Geht schnell, ist haltbar und fast idiotensicher. Was will Installateur
mehr?
Es geht leider nicht nur ums "Können", sondern auch ums "Zahlen wollen".
Super Mario empfiehlt SWAGELOK Verschraubungen aus 316L für den
anspruchsvollen Gas-Wasser-Installateur. Nicht ganz billig aber dafür
hohe Leckdichtheit (<4e-9 mbar*L/s für He). Das reicht für eine ordinäre
Trinkwasserleitung locker aus. Die Dichtigkeit wird insgesamt für 20x
Wiedermontagen garantiert, falls man mal umbauen möchte...
LG
Super Mario
(laut Nintendo nun kein Klempner mehr HEUL)
Sven L. schrieb:> TECE und Rehau verwenden glaube ich beide Schiebehülsen, ist recht> angenehm zu insallieren
Sehe ich auch so.
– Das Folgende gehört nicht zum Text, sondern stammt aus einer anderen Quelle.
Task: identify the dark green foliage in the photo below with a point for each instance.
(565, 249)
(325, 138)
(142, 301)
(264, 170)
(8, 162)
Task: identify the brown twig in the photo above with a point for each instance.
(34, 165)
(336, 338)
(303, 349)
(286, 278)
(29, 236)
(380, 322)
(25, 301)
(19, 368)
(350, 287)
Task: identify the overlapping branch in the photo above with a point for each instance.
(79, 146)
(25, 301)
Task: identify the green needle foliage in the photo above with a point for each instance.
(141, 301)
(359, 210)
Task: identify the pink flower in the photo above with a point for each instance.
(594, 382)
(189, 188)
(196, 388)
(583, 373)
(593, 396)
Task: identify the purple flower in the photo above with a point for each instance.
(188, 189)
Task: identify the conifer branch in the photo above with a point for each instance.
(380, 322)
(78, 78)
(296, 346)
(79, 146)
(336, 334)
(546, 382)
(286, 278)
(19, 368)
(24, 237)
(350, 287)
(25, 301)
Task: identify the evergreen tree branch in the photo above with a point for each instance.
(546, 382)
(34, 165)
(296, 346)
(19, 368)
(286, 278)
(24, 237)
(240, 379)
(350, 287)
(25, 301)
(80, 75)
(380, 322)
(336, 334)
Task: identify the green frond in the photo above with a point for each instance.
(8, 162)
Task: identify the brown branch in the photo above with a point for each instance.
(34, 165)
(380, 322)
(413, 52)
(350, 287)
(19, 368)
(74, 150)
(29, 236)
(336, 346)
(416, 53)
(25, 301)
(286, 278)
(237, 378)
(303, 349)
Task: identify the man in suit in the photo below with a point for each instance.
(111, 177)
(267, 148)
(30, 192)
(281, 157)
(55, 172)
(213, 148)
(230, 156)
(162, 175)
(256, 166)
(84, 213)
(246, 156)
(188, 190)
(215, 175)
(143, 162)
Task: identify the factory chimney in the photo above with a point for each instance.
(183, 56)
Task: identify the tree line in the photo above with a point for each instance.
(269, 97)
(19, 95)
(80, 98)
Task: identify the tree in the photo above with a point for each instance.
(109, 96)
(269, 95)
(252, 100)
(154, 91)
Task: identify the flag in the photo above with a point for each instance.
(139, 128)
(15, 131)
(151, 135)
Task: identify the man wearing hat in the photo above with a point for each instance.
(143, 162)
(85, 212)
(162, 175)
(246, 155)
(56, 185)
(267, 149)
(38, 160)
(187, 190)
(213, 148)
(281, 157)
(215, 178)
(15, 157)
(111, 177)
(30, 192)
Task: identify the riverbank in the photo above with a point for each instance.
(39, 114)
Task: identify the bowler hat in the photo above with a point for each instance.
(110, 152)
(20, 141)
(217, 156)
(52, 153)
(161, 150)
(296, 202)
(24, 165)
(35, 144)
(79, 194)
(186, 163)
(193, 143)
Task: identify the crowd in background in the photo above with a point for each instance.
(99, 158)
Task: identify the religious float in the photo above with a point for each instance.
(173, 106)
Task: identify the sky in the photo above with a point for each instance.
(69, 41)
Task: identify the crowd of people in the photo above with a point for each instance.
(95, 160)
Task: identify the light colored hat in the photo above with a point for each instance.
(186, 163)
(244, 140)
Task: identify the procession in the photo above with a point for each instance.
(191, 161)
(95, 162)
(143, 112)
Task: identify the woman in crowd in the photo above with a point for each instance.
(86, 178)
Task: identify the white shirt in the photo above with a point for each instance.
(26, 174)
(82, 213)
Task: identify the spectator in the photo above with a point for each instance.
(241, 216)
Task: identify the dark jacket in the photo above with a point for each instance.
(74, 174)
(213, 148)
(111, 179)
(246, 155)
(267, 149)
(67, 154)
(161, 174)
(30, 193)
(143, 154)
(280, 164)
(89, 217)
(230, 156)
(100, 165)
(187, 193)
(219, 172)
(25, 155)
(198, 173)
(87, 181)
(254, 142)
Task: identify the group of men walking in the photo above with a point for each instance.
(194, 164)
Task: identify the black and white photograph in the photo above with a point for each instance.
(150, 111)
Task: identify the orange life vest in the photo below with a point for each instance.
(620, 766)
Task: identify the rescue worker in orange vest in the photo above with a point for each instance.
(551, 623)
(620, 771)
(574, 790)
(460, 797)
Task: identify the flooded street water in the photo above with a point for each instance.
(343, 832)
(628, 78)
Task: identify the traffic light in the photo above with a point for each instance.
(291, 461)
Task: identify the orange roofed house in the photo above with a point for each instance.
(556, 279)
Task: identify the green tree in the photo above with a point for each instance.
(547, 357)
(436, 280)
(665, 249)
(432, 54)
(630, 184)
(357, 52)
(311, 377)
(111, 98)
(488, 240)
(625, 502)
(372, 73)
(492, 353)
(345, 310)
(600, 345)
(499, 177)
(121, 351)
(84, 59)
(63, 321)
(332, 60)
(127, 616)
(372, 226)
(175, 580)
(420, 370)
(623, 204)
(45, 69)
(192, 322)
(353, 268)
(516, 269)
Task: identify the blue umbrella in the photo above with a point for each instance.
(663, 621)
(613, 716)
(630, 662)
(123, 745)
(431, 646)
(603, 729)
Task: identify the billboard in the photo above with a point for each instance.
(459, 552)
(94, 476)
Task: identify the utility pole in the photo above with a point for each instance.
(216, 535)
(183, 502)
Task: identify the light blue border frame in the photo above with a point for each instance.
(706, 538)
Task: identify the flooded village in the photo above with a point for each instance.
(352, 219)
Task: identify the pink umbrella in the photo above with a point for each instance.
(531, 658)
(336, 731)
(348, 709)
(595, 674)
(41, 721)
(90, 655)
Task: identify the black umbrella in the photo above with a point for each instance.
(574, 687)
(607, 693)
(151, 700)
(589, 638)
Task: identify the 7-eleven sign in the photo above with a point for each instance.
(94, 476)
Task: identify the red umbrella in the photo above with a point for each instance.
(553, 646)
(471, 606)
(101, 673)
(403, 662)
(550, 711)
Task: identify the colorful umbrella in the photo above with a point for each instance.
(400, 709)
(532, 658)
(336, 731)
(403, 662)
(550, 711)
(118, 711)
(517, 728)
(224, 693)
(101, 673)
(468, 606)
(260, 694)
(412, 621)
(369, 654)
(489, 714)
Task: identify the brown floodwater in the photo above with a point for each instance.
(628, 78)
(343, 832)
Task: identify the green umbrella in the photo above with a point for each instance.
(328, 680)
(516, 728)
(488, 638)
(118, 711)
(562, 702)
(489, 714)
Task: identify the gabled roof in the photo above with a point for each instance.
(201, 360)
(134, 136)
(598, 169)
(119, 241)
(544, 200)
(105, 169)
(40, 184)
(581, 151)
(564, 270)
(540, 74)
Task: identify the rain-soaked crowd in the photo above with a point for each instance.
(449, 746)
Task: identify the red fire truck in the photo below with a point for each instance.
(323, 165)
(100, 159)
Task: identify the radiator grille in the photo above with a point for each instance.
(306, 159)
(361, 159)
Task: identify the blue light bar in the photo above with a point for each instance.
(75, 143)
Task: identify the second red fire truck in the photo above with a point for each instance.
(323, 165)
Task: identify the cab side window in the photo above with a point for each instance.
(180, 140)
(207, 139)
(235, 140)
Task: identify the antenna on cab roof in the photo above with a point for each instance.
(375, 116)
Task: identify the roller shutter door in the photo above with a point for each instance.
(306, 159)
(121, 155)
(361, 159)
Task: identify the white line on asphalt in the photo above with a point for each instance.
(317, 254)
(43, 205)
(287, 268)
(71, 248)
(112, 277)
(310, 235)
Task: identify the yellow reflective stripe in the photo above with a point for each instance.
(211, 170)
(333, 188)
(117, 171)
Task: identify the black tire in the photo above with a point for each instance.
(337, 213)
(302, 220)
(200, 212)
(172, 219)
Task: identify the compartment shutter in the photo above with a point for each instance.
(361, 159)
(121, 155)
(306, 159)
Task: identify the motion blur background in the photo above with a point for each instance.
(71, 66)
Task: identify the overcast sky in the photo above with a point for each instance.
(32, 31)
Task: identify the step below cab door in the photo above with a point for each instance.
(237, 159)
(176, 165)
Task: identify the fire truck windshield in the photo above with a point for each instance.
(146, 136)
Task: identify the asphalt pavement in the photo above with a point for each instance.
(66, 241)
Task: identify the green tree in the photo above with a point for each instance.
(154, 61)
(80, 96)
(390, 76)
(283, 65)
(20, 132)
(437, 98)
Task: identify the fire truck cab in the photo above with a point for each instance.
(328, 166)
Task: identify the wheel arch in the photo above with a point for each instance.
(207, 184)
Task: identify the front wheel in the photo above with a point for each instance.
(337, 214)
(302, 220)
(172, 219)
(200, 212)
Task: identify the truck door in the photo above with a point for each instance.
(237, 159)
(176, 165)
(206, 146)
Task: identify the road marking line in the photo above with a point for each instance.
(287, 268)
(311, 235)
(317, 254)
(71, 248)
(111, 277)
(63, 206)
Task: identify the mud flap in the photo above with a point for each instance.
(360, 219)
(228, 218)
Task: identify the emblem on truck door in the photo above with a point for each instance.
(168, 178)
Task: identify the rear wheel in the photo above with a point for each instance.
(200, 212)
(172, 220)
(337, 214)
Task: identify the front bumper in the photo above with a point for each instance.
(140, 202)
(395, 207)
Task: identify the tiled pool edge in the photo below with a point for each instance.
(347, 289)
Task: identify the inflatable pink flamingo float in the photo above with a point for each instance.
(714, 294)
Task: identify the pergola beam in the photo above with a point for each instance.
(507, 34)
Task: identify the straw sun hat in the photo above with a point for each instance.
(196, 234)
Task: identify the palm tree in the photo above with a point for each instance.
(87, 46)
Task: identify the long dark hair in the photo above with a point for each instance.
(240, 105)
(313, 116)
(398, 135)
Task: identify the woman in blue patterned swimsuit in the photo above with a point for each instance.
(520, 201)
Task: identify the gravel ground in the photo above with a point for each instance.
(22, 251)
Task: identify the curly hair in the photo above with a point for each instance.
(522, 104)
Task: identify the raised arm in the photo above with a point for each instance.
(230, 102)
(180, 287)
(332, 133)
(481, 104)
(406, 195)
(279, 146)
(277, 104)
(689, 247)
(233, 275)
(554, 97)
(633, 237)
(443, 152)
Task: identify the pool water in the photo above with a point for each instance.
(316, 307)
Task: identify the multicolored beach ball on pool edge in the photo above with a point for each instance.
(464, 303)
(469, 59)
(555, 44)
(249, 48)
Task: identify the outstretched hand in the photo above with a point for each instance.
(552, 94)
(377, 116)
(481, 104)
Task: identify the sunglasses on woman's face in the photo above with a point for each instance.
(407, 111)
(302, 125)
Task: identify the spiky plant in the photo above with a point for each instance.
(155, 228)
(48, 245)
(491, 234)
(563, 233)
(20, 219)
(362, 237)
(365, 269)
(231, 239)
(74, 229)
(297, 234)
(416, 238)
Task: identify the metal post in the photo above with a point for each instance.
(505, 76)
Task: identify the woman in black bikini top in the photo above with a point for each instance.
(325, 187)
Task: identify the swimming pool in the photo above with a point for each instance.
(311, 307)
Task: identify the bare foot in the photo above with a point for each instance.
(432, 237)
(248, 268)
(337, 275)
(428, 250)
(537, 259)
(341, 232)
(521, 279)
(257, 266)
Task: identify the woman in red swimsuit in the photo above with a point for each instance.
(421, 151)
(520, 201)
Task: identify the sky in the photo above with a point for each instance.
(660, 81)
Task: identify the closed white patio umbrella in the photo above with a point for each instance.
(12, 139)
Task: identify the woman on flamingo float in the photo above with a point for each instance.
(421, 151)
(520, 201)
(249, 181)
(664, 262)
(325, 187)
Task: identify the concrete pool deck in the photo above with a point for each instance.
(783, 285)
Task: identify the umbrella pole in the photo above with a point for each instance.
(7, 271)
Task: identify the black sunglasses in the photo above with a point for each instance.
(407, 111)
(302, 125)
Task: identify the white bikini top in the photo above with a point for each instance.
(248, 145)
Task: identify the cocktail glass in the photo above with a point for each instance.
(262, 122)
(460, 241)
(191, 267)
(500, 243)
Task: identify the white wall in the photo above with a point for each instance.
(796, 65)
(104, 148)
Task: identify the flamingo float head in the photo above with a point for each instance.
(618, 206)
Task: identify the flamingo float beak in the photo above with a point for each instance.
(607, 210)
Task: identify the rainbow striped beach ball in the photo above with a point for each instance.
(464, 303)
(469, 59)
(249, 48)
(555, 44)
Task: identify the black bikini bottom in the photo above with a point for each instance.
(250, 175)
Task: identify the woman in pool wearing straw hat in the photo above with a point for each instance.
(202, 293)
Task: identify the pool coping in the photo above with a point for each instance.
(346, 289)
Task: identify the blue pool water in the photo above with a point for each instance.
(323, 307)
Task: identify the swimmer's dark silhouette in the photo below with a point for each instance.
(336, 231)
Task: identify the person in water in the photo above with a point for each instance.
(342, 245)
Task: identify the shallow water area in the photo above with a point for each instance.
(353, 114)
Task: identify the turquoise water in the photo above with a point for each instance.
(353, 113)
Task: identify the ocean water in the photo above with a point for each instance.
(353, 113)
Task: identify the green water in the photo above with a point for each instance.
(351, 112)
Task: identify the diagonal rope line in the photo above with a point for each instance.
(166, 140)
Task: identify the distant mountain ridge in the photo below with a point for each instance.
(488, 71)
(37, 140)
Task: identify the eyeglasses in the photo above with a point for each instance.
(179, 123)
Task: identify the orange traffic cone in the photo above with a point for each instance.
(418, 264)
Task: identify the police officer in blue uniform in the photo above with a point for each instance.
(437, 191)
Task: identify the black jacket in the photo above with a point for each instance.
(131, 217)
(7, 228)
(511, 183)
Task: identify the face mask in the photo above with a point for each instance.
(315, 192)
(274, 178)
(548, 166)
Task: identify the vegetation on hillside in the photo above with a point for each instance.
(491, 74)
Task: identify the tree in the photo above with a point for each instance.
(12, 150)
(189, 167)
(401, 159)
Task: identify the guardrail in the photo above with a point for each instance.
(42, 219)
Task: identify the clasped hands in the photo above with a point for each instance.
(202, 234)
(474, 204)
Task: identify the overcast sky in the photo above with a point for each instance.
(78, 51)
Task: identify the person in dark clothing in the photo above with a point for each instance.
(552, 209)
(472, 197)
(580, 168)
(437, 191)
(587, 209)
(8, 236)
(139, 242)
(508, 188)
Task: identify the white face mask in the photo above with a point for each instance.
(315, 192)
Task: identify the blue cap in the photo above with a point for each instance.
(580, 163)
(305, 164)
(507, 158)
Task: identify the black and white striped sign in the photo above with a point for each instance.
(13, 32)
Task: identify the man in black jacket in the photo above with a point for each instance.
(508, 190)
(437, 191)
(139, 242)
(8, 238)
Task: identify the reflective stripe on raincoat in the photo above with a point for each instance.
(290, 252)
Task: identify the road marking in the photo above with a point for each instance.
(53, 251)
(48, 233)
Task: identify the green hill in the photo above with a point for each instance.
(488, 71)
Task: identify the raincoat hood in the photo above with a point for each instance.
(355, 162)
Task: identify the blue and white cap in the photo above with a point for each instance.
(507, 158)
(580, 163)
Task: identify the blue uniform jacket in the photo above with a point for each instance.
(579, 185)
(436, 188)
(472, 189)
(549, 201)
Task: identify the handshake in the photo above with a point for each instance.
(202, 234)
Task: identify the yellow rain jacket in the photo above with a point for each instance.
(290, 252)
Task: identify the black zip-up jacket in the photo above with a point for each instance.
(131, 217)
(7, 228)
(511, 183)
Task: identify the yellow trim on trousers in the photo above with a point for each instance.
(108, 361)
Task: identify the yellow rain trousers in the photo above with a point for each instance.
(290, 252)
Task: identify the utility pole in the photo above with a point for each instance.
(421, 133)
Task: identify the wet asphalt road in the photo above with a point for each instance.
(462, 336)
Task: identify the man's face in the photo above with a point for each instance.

Ich habe Rehau für Heizung und Trinkwasser verwendet.
Werkzeug, Zubehör und Einweisung gibt es beim Fachmann um die Ecke, wenn
man das Material bei ihm kauft. Das System ist fast idiotensicher (mann
muss halt wissen, welche Aufweiteadapter und Zangen man verwenden muss
und wo vorne und hinten ist). Aufrund der großen Zange muss man etwas
überlegen, wie man mit der Verpressung vorgeht. Das lernt man aber
schnell.
Pressfittings habe ich nur für die Solarleitungen sowie die Verrohrung
am Ofen verwendet. Aber auch dafür gibt es das Werkzeug vom Fachmann.
Hier kann man aber schon eher etwas falsch machen. Eine vergessene
Pressung bemerkt man aber sofort beim späteren Abdrücken. Eine schiefe
Pressung eventuell erst Jahre später.